All the Trappings of a Really Good Find (from Alabama to Connecticut)
This is a social sport and you can win by talking to everyone you meet. I found this story because I chatted it up with someone at a sale and was given a tip to "Look out for this sale coming up..." They were right, within a few weeks I was in Bethel Connecticut on an old farm road arriving at the home of a collector.
Although it was the last day, and the last hour of the sale, there was still a good quantity of things to look at. In the basement I managed to find what I was looking for. In the workshop, among all kinds of shelves and cabinets was an old desk. If untouched, these are often repositories, or micro time capsules. In this desk there was one drawer that wouldn't open and by removing the drawer above I was able to reach down and remove the contents. What I got was an assortment of papers and catalogs, and envelopes, including the one above. There was a sad but interesting letter inside:
"...My wife died and thank you for the order?!!" Let's skip over the personal message and get to the contents. We have some raccoons to catch!

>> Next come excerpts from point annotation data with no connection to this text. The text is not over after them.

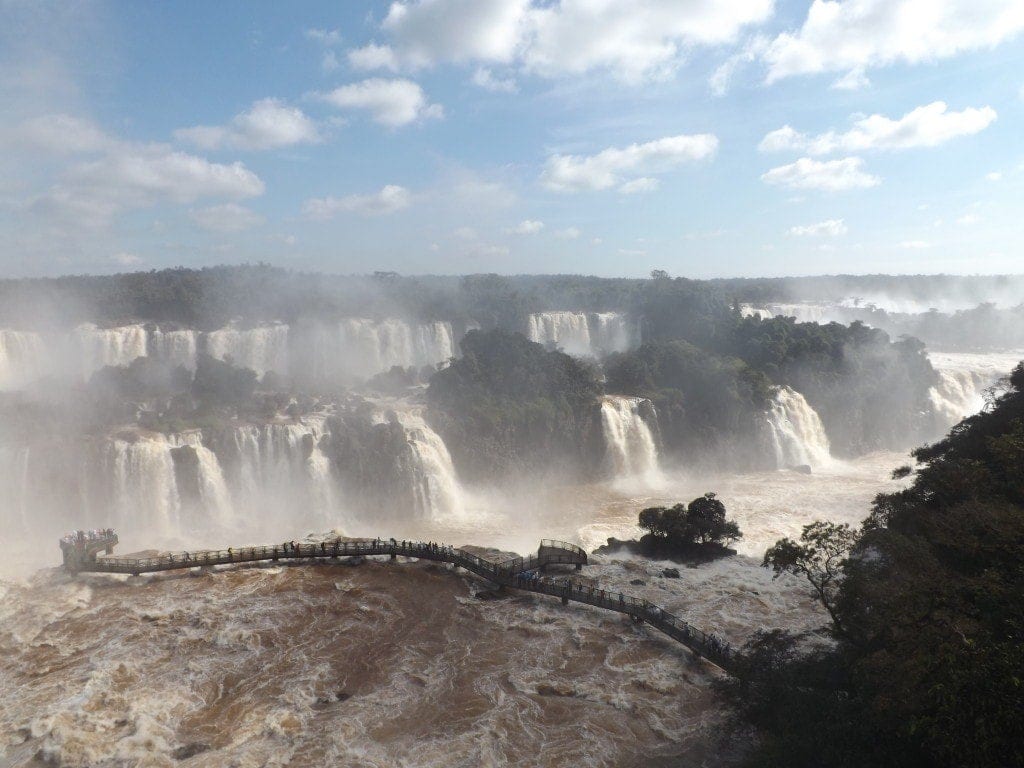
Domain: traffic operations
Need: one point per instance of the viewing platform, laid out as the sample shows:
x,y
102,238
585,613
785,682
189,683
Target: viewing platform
x,y
82,550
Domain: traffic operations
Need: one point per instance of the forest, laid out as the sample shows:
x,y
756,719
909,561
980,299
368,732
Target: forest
x,y
927,619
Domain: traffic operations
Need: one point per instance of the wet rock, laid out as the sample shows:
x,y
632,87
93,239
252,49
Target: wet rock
x,y
189,751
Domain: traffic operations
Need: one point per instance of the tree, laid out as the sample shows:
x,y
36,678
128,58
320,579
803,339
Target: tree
x,y
819,557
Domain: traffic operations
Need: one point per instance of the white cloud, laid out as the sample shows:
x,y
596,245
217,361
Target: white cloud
x,y
854,80
526,226
374,57
130,176
229,217
828,227
64,134
126,259
325,37
268,124
607,168
926,126
636,41
390,199
392,102
485,79
832,175
642,184
851,35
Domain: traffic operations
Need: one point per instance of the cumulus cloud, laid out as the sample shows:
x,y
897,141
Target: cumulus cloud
x,y
854,35
485,79
390,199
926,126
832,175
642,184
268,124
526,226
391,102
828,227
636,41
229,217
614,166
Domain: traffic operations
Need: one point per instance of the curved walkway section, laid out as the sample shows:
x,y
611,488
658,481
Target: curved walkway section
x,y
518,572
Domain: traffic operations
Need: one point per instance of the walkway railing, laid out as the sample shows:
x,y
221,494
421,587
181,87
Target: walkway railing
x,y
517,572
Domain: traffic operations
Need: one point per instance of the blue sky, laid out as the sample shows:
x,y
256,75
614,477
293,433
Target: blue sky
x,y
725,137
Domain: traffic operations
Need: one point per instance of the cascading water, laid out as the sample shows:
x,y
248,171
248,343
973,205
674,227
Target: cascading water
x,y
425,465
631,451
175,347
358,348
24,358
262,349
108,346
796,432
583,334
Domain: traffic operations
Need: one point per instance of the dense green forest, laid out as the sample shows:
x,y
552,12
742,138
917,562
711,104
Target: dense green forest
x,y
928,619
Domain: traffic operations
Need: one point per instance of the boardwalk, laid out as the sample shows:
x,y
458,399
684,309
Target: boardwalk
x,y
81,554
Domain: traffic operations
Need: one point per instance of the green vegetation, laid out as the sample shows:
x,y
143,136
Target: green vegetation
x,y
510,406
928,617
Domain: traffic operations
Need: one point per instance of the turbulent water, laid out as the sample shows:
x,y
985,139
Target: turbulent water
x,y
343,352
964,377
796,432
583,334
631,451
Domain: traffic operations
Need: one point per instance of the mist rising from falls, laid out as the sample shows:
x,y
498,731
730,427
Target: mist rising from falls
x,y
631,451
583,334
796,432
356,348
425,465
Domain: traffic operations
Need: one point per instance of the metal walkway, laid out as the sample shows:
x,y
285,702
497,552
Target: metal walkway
x,y
81,554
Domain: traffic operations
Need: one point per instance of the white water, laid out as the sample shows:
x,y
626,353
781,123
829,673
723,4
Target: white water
x,y
24,358
358,348
583,334
964,378
97,347
796,432
631,451
425,466
262,349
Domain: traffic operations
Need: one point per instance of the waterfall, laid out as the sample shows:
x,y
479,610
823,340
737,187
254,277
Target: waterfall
x,y
630,446
262,349
144,487
796,431
24,358
175,347
583,334
426,466
358,348
97,347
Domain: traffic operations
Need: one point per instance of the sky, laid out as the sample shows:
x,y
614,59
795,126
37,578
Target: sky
x,y
704,137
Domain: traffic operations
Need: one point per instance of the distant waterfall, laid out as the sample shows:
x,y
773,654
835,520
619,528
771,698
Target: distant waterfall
x,y
359,348
630,446
426,466
109,346
796,431
263,348
583,334
24,358
175,347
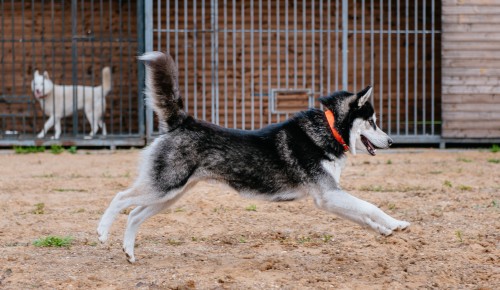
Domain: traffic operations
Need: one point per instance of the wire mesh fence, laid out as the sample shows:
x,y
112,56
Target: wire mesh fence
x,y
246,64
69,43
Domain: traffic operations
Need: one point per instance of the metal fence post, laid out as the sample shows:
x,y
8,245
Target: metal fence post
x,y
141,19
74,57
345,44
148,40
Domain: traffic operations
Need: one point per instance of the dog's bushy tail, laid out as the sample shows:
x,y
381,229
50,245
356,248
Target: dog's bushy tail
x,y
106,80
162,89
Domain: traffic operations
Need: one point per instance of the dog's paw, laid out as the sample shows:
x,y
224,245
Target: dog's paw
x,y
102,235
130,256
401,225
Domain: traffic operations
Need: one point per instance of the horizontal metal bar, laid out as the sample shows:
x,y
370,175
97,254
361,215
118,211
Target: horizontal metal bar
x,y
110,141
68,39
298,30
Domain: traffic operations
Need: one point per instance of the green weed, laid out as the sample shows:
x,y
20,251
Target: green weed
x,y
28,149
251,207
39,208
53,241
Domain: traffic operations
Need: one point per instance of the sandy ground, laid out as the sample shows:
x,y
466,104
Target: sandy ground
x,y
211,239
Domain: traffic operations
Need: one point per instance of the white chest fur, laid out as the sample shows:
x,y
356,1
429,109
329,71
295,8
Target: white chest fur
x,y
334,167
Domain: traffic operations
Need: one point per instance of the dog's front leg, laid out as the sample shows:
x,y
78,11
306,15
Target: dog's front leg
x,y
46,127
359,211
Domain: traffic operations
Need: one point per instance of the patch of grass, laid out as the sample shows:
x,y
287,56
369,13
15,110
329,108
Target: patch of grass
x,y
28,149
251,207
72,149
465,187
56,149
39,208
53,241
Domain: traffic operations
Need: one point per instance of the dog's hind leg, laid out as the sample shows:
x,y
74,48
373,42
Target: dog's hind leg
x,y
135,219
103,127
357,210
121,201
141,213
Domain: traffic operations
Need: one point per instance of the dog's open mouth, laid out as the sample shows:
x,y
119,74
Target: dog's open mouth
x,y
372,149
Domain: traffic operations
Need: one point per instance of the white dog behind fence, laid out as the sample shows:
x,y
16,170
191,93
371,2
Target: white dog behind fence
x,y
57,101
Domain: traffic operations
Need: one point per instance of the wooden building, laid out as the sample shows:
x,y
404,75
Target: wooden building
x,y
471,69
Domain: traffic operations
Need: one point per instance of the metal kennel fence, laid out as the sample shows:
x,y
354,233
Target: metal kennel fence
x,y
72,40
245,64
242,64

It may be surprising but the fur trade was still active in the 1950's and if you had the time (and the horseshoe nails) you could made some money on those pelts. This is no less cruel and painful as the metal traps. Maybe trick number 2 is a little more humane...
Well, that was a little better, we presume the fox died of embarrassment and just handed his coat over to the hunter. Maybe this last method will have the hunter giving up his coat?
I've heard about someone being "drunk as a skunk" but not drunk as a raccoon. I hope the animals of the forest have learned to bring a designated driver from now on. It seems that Mr Conner had a rather regular home publishing business running right out of his home.
Someday I hope to find a copy of "Hill Billy Farmer." This was a sale from several years ago but it is one of my favorite pieces of correspondence - God rest Mrs. Connors soul... and the raccoons and foxes.